Nok Air will sell 187.5 million shares, including those owned by Aviation Investment International Ltd., at 26 baht apiece in the offering and expects to start trading on the stock exchange on June 20.
“Our growth strategy is to focus on domestic routes first and foremost,” Patee Sarasin, Nok’s chief executive officer, said in the statement. “I strongly believe Thailand is poised to become the regional air travel hub, thanks to its strategic location.”
Nok will use proceeds from the IPO for aircraft procurement and working capital.
Siam Commercial Bank Pcl is the financial adviser and SCB Securities Co. is the lead underwriter.
Budget carriers’ market share in the Asia-Pacific region rose to 24 percent last year from 1.1 percent in 2001, according to the CAPA Centre for Aviation, an industry consultancy.
Total traffic for the region will expand 6.4 percent a year during the next 20 years, according to jet maker Boeing Co. In that period, almost half of the world’s air traffic growth will be driven by travel to, from or within the Asia-Pacific, it said.
Asian Plane Orders
Asia Pacific overtook North America as the world’s biggest aviation market in 2009, according to IATA. The region’s passenger growth, both domestic and international, is expected to add about 380 million travelers between 2012 and 2016 to 1.2 billion, IATA forecast in December.
That growth forecast prompted Lion Air in March to place an order for 234 aircraft from Airbus, its second commitment in two years to purchase more than 200 planes. Including turboprop aircraft, the airline has a total of 700 planes on order.
AirAsia has grown into Asia’s biggest discount airline since its takeover by Fernandes and partners in 2001. In 2011, AirAsia ordered 200 Airbus A320neo aircraft valued at $18 billion.

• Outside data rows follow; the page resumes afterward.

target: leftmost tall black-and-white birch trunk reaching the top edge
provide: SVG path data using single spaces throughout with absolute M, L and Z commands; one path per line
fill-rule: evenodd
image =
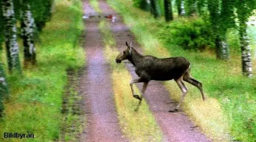
M 22 71 L 19 59 L 19 46 L 17 43 L 16 35 L 16 19 L 14 17 L 14 6 L 12 0 L 3 0 L 2 10 L 4 21 L 6 23 L 4 34 L 8 60 L 8 70 L 9 72 L 16 70 L 17 72 L 21 73 Z

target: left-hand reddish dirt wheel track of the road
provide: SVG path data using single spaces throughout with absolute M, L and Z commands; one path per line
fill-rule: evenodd
M 85 14 L 95 11 L 83 3 Z M 98 29 L 99 20 L 86 19 L 86 69 L 81 84 L 85 100 L 86 128 L 81 142 L 126 142 L 118 125 L 110 79 L 110 68 L 104 59 L 103 44 Z

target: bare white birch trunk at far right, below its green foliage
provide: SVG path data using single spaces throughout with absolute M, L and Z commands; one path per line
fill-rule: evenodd
M 247 33 L 247 26 L 246 23 L 243 24 L 244 26 L 240 26 L 239 33 L 240 33 L 240 46 L 242 52 L 242 72 L 245 76 L 249 78 L 252 77 L 252 58 L 250 53 L 250 41 L 249 36 Z

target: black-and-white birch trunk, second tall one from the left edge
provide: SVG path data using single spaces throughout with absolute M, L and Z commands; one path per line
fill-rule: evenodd
M 31 63 L 32 65 L 36 64 L 36 48 L 33 38 L 35 23 L 28 2 L 26 2 L 23 6 L 21 19 L 22 38 L 24 46 L 24 67 L 26 68 L 29 63 Z

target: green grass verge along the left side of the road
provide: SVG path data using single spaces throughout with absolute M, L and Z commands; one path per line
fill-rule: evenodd
M 4 102 L 0 134 L 29 131 L 35 138 L 1 136 L 2 142 L 42 142 L 59 138 L 66 69 L 83 66 L 84 51 L 78 46 L 83 29 L 80 1 L 58 0 L 55 4 L 52 20 L 40 35 L 42 43 L 36 44 L 37 66 L 23 70 L 23 76 L 7 76 L 10 97 Z

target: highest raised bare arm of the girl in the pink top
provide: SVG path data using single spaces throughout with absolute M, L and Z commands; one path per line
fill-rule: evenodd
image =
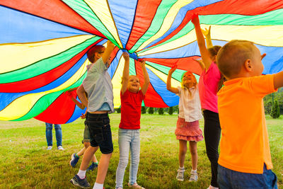
M 210 64 L 212 64 L 212 59 L 209 57 L 209 52 L 205 46 L 204 36 L 202 35 L 202 30 L 200 28 L 200 20 L 197 15 L 192 16 L 192 23 L 195 25 L 195 34 L 197 35 L 197 45 L 200 48 L 200 55 L 202 56 L 202 62 L 204 63 L 205 69 L 209 69 Z

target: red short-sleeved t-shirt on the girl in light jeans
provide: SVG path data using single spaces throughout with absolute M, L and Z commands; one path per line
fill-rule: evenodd
M 132 93 L 128 90 L 121 97 L 121 122 L 119 128 L 124 130 L 139 130 L 141 120 L 141 103 L 144 100 L 144 94 L 139 90 Z

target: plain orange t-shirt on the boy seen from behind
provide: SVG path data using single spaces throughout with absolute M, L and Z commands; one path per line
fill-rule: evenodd
M 272 168 L 263 97 L 275 92 L 273 75 L 231 79 L 217 93 L 221 125 L 218 163 L 233 171 Z

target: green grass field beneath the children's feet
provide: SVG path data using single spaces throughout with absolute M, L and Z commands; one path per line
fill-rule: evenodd
M 117 130 L 120 114 L 110 115 L 114 151 L 105 188 L 115 188 L 115 171 L 119 161 Z M 210 164 L 205 152 L 204 141 L 199 142 L 199 181 L 189 183 L 191 169 L 190 152 L 185 161 L 185 181 L 175 179 L 178 169 L 178 141 L 174 130 L 177 115 L 141 115 L 141 154 L 138 183 L 145 188 L 207 188 L 210 183 Z M 203 121 L 200 122 L 203 130 Z M 283 120 L 267 117 L 272 154 L 273 171 L 277 174 L 279 188 L 283 188 Z M 69 166 L 71 154 L 83 147 L 83 120 L 62 125 L 64 151 L 54 148 L 47 151 L 45 123 L 38 120 L 21 122 L 0 121 L 0 188 L 74 188 L 69 180 L 79 171 Z M 96 153 L 98 160 L 100 151 Z M 93 186 L 96 170 L 87 173 Z M 127 188 L 129 166 L 124 179 Z

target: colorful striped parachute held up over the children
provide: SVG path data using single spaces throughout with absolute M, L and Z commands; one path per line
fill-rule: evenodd
M 64 91 L 81 84 L 89 64 L 86 52 L 107 39 L 117 46 L 108 69 L 115 107 L 120 106 L 122 50 L 130 53 L 130 74 L 141 83 L 137 59 L 146 59 L 151 84 L 144 105 L 177 105 L 178 96 L 166 90 L 170 67 L 178 64 L 175 86 L 185 70 L 201 73 L 192 60 L 200 57 L 193 13 L 200 15 L 202 27 L 212 25 L 214 45 L 251 40 L 267 53 L 264 74 L 282 70 L 281 0 L 1 0 L 0 120 L 67 123 L 79 118 L 85 110 Z

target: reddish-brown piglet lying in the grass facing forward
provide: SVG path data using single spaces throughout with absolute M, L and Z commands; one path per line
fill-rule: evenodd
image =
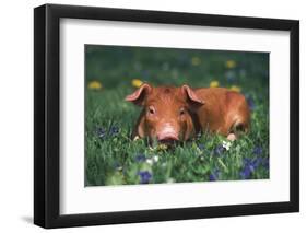
M 154 88 L 144 83 L 126 101 L 142 107 L 133 138 L 173 143 L 210 132 L 235 140 L 250 126 L 245 96 L 224 88 Z

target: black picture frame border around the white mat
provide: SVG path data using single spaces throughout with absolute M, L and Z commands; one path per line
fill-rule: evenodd
M 290 201 L 61 215 L 59 213 L 59 23 L 63 18 L 288 31 L 291 35 Z M 34 223 L 43 228 L 299 211 L 299 22 L 296 20 L 45 4 L 34 9 Z

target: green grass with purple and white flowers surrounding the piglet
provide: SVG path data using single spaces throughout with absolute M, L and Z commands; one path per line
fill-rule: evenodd
M 86 88 L 86 186 L 269 178 L 268 54 L 87 46 L 85 56 L 85 84 L 97 80 L 104 86 Z M 235 66 L 225 66 L 227 60 Z M 132 141 L 141 109 L 123 98 L 135 78 L 154 85 L 237 85 L 252 102 L 251 130 L 228 151 L 216 135 L 175 148 Z

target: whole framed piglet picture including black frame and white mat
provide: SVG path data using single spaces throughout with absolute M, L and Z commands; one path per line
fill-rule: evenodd
M 299 211 L 299 21 L 45 4 L 34 45 L 35 224 Z

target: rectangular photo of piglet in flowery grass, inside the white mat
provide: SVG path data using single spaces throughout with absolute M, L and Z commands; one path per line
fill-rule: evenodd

Asia will be able to take in more aircraft as economic growth and a population of more than 3 billion people will sustain travel demand, Fernandes said in March.
Airlines globally are likely to generate net income of $12.7 billion in 2013 as capacity cuts help pack planes to record levels, IATA said earlier this month. Carriers in all regions should post a profit this year, led by airlines in Asia with projected earnings of $4.6 billion and North America with $4.4 billion, IATA said.